In mid-July, John Ryan of Ryan Insurance Strategy Consultants in Greenwood Village, Colo., advised clients that extensive changes were coming for Genworth’s long-term care insurance product line and for its underwriting. The changes touched on everything from rate discounts to more exhaustive requirements on family history questions.
The changes were symptomatic of those that have been occurring in the LTCI market, with insurers hit by low lapse rates, low interest rates and high medical costs. Genworth was a victim of its own success, having garnered 70% of the market. It saw the financial strength rating of its life insurance operation dropped to A3 from A2 by Moody’s due to a “weaker credit profile” and concentrated position in LTC.
Genworth is not the only insurer backing away from the market. MetLife and Prudential, also hit with declines in interest rates, have already sounded their own retreats from the long-term care market. Early in the year, MassMutual and Mutual of Omaha significantly increased their prices, UNUM left the group market and Prudential exited the individual market. To a lesser extent, Transamerica followed Genworth’s lead on pricing increases, which will take effect in September. AIG stopped selling LTCI altogether.
We talked with Ryan about where the LTCI market might be going in a climate of low investment returns and high costs. Despite the current difficulties for insurers and clients, with the latter worried about insurability and affordability, he does not see the future as all bleak.

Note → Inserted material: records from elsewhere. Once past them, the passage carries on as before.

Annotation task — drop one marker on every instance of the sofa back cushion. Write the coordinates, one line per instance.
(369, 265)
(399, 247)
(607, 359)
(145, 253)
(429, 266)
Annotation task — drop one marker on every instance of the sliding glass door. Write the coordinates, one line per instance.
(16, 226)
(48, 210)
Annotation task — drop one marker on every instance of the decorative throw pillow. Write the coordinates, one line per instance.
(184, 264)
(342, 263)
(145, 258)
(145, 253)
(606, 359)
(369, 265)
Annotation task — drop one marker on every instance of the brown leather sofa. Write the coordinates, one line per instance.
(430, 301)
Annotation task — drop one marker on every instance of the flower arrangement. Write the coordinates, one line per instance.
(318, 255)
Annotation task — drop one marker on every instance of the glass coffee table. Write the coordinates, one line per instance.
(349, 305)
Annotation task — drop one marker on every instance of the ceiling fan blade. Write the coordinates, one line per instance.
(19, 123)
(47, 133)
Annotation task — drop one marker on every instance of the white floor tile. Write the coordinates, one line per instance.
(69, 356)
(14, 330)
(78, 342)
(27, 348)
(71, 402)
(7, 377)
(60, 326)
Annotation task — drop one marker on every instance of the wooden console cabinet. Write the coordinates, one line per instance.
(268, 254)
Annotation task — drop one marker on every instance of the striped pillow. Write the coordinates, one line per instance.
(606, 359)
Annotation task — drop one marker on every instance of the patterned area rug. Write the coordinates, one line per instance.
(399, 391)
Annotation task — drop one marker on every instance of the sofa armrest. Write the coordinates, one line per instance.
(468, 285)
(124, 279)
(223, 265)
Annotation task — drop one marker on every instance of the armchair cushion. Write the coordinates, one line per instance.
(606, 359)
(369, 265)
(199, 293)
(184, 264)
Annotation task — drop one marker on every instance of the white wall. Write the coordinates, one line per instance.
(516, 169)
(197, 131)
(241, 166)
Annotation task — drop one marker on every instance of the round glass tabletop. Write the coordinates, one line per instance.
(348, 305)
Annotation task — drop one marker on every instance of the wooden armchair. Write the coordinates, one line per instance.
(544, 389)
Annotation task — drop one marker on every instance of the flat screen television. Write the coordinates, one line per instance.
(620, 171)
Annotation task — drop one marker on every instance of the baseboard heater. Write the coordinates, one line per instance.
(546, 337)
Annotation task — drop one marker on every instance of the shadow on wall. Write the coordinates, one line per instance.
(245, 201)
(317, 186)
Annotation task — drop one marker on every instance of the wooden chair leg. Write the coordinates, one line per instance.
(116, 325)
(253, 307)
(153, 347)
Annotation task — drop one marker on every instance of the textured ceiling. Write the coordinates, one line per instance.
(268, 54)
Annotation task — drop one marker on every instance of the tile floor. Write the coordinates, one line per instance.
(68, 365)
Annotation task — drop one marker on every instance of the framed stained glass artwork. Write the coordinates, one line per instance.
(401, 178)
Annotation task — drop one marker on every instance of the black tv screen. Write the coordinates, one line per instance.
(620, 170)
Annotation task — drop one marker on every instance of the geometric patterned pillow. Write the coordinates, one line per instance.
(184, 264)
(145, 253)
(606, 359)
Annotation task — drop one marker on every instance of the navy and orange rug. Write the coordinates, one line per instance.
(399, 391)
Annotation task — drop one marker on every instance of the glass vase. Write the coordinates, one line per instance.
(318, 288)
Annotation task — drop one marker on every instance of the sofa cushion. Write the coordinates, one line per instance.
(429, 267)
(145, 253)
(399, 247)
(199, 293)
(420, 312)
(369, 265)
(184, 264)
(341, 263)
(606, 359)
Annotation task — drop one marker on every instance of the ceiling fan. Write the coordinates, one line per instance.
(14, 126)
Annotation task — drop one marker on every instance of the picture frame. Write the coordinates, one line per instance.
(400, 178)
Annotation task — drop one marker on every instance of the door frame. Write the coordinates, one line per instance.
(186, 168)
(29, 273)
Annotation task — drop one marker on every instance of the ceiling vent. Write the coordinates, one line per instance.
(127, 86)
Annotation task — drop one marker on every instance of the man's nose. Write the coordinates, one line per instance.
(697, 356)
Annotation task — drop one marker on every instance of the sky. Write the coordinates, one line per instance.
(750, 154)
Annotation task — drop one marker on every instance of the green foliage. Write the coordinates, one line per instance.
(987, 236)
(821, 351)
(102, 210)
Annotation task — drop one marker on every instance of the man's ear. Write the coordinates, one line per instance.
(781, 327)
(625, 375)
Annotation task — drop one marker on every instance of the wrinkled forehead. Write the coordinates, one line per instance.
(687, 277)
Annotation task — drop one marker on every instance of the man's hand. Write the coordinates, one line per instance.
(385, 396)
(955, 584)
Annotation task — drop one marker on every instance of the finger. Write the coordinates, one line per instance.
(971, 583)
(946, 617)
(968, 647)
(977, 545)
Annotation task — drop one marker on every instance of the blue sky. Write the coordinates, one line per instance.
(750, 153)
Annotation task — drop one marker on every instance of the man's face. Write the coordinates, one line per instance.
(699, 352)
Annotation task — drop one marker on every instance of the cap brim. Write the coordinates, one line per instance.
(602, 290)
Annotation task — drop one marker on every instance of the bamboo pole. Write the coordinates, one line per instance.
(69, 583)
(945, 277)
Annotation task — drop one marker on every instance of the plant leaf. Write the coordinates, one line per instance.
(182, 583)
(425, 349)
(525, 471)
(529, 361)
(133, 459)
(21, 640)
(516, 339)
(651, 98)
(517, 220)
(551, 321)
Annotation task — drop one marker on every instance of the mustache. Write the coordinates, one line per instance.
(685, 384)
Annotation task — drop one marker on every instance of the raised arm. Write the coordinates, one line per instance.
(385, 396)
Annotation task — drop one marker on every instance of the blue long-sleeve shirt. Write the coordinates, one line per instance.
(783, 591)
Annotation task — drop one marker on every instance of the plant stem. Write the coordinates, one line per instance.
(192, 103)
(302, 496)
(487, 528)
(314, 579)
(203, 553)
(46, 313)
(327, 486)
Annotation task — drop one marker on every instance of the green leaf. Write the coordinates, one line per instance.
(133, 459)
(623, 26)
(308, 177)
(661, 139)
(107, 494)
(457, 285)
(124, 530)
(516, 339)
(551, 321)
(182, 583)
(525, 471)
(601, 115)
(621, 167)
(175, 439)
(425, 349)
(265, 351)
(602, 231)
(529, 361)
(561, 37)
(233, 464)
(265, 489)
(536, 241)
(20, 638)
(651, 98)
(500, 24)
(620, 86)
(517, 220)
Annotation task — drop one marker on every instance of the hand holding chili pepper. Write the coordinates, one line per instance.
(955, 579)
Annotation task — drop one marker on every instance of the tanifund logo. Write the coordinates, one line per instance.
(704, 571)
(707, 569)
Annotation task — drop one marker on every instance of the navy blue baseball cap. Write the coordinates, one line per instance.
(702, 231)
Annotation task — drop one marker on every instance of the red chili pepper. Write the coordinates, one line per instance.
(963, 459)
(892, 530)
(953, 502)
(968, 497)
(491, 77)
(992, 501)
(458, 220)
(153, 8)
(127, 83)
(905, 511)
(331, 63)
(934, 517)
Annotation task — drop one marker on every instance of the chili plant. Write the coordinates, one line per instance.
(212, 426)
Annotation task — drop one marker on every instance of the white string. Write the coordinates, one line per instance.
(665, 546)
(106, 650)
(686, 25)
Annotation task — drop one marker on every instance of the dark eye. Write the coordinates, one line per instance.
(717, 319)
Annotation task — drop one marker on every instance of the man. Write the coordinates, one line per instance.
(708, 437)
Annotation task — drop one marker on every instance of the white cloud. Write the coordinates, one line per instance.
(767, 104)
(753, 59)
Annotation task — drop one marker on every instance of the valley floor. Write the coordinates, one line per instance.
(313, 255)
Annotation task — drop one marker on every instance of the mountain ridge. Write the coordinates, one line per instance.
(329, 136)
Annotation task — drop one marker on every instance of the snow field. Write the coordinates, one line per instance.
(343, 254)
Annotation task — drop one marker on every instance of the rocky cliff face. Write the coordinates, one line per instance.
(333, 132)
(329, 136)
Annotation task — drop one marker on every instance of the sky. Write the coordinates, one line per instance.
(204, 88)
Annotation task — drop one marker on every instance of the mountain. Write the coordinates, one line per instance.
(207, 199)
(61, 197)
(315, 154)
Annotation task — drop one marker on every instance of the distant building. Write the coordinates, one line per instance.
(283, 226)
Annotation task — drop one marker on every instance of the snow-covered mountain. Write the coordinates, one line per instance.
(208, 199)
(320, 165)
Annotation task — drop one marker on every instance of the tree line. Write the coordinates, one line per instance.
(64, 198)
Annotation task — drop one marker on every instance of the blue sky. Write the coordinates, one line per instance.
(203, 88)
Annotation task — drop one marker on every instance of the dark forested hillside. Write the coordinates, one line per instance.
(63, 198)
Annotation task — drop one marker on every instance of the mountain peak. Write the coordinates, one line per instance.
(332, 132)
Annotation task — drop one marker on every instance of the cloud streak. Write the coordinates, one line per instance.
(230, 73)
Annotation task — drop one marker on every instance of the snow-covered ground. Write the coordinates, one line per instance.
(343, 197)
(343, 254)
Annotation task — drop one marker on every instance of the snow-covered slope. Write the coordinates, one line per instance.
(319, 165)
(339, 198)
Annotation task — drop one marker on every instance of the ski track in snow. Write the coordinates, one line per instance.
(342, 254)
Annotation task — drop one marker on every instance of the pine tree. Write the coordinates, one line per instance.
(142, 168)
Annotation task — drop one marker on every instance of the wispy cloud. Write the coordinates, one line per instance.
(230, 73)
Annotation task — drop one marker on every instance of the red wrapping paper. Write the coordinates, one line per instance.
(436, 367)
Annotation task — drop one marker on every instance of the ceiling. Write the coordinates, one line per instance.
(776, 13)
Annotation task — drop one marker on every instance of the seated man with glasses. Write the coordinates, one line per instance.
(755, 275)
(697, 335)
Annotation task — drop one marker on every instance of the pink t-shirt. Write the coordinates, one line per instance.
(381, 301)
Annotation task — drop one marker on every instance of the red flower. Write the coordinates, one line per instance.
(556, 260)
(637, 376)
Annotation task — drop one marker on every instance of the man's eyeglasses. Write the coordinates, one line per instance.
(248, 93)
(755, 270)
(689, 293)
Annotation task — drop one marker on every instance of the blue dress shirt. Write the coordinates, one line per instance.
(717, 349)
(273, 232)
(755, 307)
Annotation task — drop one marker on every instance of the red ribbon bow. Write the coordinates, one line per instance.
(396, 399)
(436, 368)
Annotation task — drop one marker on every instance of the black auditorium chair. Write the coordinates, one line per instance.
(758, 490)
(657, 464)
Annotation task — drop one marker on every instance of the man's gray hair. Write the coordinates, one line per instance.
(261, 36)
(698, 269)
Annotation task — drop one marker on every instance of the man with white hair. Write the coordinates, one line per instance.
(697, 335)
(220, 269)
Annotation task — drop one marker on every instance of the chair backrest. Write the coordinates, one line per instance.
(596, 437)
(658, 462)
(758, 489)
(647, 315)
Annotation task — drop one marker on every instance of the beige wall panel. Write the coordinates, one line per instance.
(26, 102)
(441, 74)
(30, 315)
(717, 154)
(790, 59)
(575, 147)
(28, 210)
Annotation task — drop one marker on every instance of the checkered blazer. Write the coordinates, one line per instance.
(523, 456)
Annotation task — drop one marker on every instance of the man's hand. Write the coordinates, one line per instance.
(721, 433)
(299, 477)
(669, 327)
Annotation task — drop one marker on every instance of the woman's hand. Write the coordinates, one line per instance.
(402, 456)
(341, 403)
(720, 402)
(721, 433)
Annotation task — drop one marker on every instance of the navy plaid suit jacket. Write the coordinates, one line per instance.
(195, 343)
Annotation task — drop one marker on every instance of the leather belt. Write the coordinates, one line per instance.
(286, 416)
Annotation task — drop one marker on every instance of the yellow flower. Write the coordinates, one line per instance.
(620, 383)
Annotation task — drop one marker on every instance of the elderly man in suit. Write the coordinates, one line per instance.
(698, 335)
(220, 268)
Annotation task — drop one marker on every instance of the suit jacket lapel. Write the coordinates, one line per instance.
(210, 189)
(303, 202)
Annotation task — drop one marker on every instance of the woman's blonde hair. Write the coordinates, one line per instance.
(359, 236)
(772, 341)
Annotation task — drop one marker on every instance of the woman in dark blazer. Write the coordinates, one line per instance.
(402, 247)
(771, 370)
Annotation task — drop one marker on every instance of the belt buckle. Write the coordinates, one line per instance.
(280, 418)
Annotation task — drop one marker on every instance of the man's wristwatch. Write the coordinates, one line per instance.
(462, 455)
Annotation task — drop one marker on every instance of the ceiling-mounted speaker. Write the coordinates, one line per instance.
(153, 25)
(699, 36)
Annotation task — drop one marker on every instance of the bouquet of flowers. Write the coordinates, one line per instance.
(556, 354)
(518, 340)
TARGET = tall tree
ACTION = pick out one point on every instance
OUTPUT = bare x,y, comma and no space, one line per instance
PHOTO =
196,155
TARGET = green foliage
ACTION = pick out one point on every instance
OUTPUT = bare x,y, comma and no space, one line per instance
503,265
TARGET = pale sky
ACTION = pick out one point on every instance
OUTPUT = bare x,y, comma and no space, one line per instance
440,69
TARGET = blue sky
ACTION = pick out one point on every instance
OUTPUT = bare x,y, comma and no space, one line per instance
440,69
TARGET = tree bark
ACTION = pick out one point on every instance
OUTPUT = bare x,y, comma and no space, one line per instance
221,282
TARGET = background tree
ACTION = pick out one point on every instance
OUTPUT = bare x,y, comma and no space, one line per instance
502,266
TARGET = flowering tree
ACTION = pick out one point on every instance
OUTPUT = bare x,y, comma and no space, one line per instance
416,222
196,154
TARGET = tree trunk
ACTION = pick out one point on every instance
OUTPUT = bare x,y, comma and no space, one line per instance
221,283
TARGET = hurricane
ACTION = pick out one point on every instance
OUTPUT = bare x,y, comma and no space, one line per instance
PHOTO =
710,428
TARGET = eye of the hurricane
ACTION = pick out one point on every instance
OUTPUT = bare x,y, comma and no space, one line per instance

Even though current prices are much higher than they used to be and increases are likely to continue, said Ryan, “hopefully, for some of the blocks of business, the increases are done or nearly done.”
Interest rates should increase “substantially” down the road, he said, bringing with them “more investment income than the insurers expect.” In addition, lapse rates should rise, if only a bit; while that “won’t provide [a] significant cushion,” it also won’t have “adverse persistency.”
However, between now and the end of the year, Ryan sees the lifetime benefit period (BP) disappearing from the market, “perhaps permanently.” He explained: “Lifetime BP has higher reserves, hence more investment rate exposure. Insurers believe that consumers who are more likely to have long claims are more likely to buy lifetime BP. People with lifetime BPs are more likely to claim promptly (others are leery of using up their policy).”
Although he says that only 12.5% of sales were for a lifetime benefit period in 2011, “[t]he more competitors discontinue lifetime BP, the more reluctant other carriers will be to continue to offer that design, as they fear that all lifetime benefit period sales could flow to them, skewing their sales distribution.”
Another factor companies are considering is the example Genworth set of the possible toll on financial ratings should a single company’s market share become too large.
Limited pay, he believes, will also be harder to get, but is more likely than lifetime BP to resurrect when interest rates rise.
Business owners might want to consider getting or offering coverage, since Ryan says that worksite sales are likely to grow. “That market,” he says, “has been growing. […] If you can find six other employees to buy with you, you can get an amazing deal.”
LTC planning will become more versatile, with combinations of products and strategies being used to fund what can be a very pricey need. Such options as stand-alone LTCI, combination products, life insurance, critical illness policies and self-funding can be put together to assemble fairly comprehensive coverage.
Once interest rates return to higher levels, Ryan said new companies may enter the market; three that he knows of are already considering doing so. However, once rates are on the upswing, he added, it will be harder for nonparticipating stand-alone LTCI to compete with participating and combination products and self-insurance. “All of the latter product types are allowed to have mechanisms that can allow them to adjust to a changing investment climate. Nonparticipating stand-alone LTCI is currently stymied in that regard.”
There is always the possibility, he pointed out, that the insurance industry “could abandon” LTCI in the future. Should that happen, however, they would still be liable for the coverage for people who already purchased policies.